IN RE: the Claim of Eleanor McKENZIE, Respondent, v. REVERE COPPER PRODUCTS, Appellant. Workers' Compensation Board, Respondent.
Appeal from a decision of the Workers' Compensation Board, filed May 18, 2005, which ruled that claimant did not violate Workers' Compensation Law § 114-a.
In October 2002, claimant sustained a work-related injury to her lower back resulting in a partial disability. She was awarded workers' compensation benefits without objection from the employer after she was unable to continue working. Thereafter, it was discovered that claimant was working as a waitress and a question arose as to whether claimant violated Workers' Compensation Law § 114-a by knowingly misrepresenting a material fact. Following a hearing, the Workers' Compensation Law Judge found no violation, however, the award of workers' compensation benefits was modified based on claimant's current employment. The Workers' Compensation Board affirmed and this appeal ensued.

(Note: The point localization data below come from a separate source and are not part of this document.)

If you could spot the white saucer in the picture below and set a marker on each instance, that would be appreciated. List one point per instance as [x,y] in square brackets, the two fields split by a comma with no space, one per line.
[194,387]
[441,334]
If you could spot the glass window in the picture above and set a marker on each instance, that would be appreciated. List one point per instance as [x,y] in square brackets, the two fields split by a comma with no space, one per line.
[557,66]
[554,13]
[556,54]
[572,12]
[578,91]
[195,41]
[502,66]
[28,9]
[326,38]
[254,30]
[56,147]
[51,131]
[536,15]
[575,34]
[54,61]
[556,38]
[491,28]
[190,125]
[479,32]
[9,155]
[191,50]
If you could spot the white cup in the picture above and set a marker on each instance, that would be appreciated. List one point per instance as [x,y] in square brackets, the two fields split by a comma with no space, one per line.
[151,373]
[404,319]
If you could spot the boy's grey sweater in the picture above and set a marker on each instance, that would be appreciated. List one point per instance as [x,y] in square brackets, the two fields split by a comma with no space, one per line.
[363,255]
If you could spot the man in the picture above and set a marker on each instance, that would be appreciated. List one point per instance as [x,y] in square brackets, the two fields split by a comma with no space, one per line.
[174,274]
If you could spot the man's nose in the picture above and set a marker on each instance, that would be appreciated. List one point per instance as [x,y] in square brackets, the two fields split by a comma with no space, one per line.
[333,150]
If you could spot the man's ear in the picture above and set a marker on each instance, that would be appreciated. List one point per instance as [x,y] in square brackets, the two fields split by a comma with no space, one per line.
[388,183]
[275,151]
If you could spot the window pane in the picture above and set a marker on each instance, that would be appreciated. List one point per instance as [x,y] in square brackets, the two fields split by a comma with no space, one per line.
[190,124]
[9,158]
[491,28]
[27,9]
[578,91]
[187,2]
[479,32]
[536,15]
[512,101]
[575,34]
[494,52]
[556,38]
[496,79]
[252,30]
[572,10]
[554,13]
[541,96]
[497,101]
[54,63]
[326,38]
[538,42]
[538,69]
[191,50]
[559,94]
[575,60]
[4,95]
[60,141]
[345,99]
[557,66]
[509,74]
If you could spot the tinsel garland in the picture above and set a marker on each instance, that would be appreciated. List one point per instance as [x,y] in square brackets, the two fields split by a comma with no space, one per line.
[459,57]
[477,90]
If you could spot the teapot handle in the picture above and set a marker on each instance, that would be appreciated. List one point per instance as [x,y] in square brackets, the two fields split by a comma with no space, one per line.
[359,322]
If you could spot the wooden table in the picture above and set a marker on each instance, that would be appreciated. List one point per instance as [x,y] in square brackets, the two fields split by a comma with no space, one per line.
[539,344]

It is well settled that the Board's decision regarding a violation of Workers' Compensation Law § 114-a will be upheld if supported by substantial evidence (see Matter of Henry v. Bass-Masci, 32 A.D.3d 635, 635-636, 820 N.Y.S.2d 166 ; Matter of Elmer v. Marocchi Trucking Co., 30 A.D.3d 792, 793, 817 N.Y.S.2d 697 ; Feisthamel v. Marcy Correctional Facility, 26 A.D.3d 554, 555, 809 N.Y.S.2d 259  ). While it is undisputed that claimant never directly notified the workers' compensation carrier or the employer of her work as a waitress, she explained that she was unaware she was obligated to do so. In any event, having informed the employer and the carrier of her intent to obtain a job after the employer did not offer her employment in accordance with her medical restrictions, she assumed that they were aware she would be seeking employment. Furthermore, the record establishes that when asked by the employer about her new employment, claimant readily disclosed that she had been working as a waitress since September 17, 2003 and that the duties of that job were consistent with the medical restrictions imposed by her chiropractor. Although the medical report from the chiropractor indicated that claimant was not employed, claimant testified that she, in fact, informed her chiropractor about her current employment. Similarly, to the extent that the functional capacity evaluation commissioned by the employer noted that claimant had not returned to work, claimant explained that the question posed by the physical therapist specifically pertained to claimant's return to work for the employer of record and not whether she was currently employed elsewhere. Inasmuch as the Board was free to credit claimant's testimony over any conflicting evidence in the record, substantial evidence supports the Board's decision that claimant did not violate Workers' Compensation Law § 114-a (see Matter of Elmer v. Marocchi Trucking Co., supra at 794, 817 N.Y.S.2d 697; Matter of Johnson v. New York State Dept. of Transp., 305 A.D.2d 927, 928, 758 N.Y.S.2d 870  ).
We further note that the employer's request to cross-examine claimant's chiropractor and the physical therapist who performed the functional capacity evaluation was untimely, having come at the conclusion of the hearing (see Matter of Doherty v. Colgate Univ., 3 A.D.3d 810, 811, 770 N.Y.S.2d 899 ; Matter of Floyd v. Millard Fillmore Hosp., 299 A.D.2d 610, 611, 750 N.Y.S.2d 343 ; Matter of Rose v. International Paper Co., 290 A.D.2d 664, 667, 735 N.Y.S.2d 672  ). Finally, we find no reason to disturb the reduced earnings award.
ORDERED that the decision is affirmed, without costs.
PETERS, SPAIN, CARPINELLO and KANE, JJ., concur.